Could Communications – Not Content – Be The Killer App?
Users aren’t consuming content en masse – but they are using mobile phones to communicate. In a word, content isn’t king; communication is. Blyk, an pan-European MVNO set to launch in August on the Orange network in the U.K., is betting its bottom line on this observation, according to this e-consultancy post recounting the main points of a recent address by Blyk to a group of prospective advertisers.
Blyk co-founder Antti Öhrling is quoted as saying: “The first myth that people tend to believe is that content is king in the mobile domain. You have to think about the medium. Mobile is a communications channel, not a content channel. The next generation of the mobile experience will still be around communication, not content.” He added: “[Content] is really something that everyone is looking to be the next holy grail in the industry, but if you look at the research for our audience – 16-24 year olds - mobile is a communications channel, not a content channel.”
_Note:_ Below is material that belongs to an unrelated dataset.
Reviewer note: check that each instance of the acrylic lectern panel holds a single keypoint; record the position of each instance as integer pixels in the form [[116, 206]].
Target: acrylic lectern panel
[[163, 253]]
Against this backdrop, Blyk’s business model is about providing users free calls and text messages if they accept SMS and MMS ads. The model won’t result in a tidal wave of spam, Öhrling said, because all ads sent by Blyk’s advertisers will go through its moderation panel. What’s more, the company will limit the amount each user receives from brands to four per day. Blyk’s sales pitch aside, it may be on to something. SMS still accounts for the lion’s share of data revenues and the industry expects a similar windfall from mobile IM (and a seismic shift in user behavior when we finally have interop).
Posted In: Social Media, Countries, Europe
Comments (0)
Jun 4, 2007 1:17 PM
One of the reasons that content is not king on mobile is the lack of knowing what the capabilities of the target device are. In addition it’s still difficult to enter data and navigate around in the browser.
If that changed so would mobile content consumption.
Peter
Jun 5, 2007 6:51 AM
This is very old hat and a simplistic.
To a lesser extent the argument that communication is king is true on the web as well. Email, instant messaging and all these web 2.0 sites are essentially about communicating.
This does not mean that content is an insignificant business on the web or even mobile, its just a smaller market. AND some forms of communication are becoming content.